While the women’s team said they had approached the meet as a chance to get more experience, they came out with impressive results: five of the seven racers competing broke their personal records.

“It felt really good to know we are improving,” Jacque Sahlberg ’12 said. “It’s a really special feeling when it’s not just one person improving but we’re improving together.”

Jennifer Downing ’12 was the first Bulldog to finish, placing 25th and running the approximately five-kilometer course in 18:18. Within the next minute, four more completed the course: Melissa Chapman ’14, Sahlberg, Caitlin Hudson ’13 and Jennifer Donnelly ’13, respectively. All five were within the first 100 runners to finish out of the 322 competing overall.

The runners said that the beginning of the course was very intense. When the race began, the Yale runners were boxed in, struggling to push ahead and fighting to maintain their usual speed. Sahlberg said that once they managed to break out of the pack, the Yalies aimed to pick off the runners ahead of them, one by one.

“There were always people to go after,” Sahlberg said.

The Bulldogs said that they were impressed with the course which had one segment meandering through a forest. The men’s and women’s team will return there next year for the annual Harvard-Yale cross country meet.

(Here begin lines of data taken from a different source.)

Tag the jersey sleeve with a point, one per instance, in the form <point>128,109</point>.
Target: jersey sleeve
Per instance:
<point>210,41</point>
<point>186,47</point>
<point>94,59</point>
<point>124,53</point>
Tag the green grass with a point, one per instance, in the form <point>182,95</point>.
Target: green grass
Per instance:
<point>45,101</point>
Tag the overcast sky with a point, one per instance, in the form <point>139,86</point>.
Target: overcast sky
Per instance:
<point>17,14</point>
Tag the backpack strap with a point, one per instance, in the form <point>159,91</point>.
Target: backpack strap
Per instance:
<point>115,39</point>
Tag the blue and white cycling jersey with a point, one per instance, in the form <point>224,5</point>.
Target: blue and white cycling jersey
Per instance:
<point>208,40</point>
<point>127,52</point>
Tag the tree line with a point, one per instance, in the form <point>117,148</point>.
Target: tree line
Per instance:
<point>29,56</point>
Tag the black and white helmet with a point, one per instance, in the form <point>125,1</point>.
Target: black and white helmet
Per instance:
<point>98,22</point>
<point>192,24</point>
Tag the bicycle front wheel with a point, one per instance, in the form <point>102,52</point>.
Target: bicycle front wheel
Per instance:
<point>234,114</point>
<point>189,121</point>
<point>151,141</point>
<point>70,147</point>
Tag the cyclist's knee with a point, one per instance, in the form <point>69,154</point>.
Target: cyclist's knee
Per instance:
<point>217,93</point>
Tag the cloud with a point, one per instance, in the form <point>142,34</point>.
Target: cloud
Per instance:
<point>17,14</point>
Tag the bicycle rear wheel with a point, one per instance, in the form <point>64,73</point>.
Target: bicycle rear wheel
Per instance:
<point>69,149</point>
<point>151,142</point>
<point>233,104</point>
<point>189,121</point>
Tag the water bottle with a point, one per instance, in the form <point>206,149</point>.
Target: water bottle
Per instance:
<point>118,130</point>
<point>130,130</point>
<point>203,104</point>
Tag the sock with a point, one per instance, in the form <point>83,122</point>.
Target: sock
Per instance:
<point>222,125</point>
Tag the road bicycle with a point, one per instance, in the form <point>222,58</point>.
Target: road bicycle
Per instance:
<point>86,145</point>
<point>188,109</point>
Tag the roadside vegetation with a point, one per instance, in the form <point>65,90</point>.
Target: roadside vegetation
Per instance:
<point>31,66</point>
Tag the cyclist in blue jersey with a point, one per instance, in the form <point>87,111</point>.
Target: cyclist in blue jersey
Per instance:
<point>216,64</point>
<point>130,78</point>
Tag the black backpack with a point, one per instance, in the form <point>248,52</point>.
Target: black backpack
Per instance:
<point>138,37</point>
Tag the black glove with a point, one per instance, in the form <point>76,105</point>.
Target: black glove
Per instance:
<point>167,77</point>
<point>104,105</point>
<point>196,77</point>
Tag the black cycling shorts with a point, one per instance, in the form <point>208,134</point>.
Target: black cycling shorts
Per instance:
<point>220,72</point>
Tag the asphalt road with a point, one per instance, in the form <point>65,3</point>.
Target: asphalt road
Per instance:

The men’s team consisted of five runners, the minimum needed to place as a team. Going into the meet, they said they understood that all of them had to race well and there was little room for error if they planned to finish in the top ten. But David Demres ’11 twisted his ankle in the forest with about half a mile to go, and the Bulldogs had to settle with 16th place in the approximiately eight-kilometer race. Kevin Lunn ’13 estimated that Yale would have finished in eighth had Demres not injured himself.

Since most of the men’s team was resting for the meet at Penn State this weekend, many runners were underclassmen. In fact, the first four Bulldogs to finish were freshmen and sophomores. Sam Kirtner ’13, led the pack with a time of 25:32 for 39th place. Michael Cunetta ’14, Lunn and Matt Thwaites ’13 all finished within 30 seconds of Kirtner.

“Every team there learned that you have to stay in the race, even when it goes out hard,” Lunn said.

The women’s team said it also learned a few lessons, both physically and mentally.

“We need to be careful on our starts; you waste a lot of energy fighting for position,” Sahlberg said. “We learned we have more potential.”

Both teams will next compete at Penn State on Oct. 16.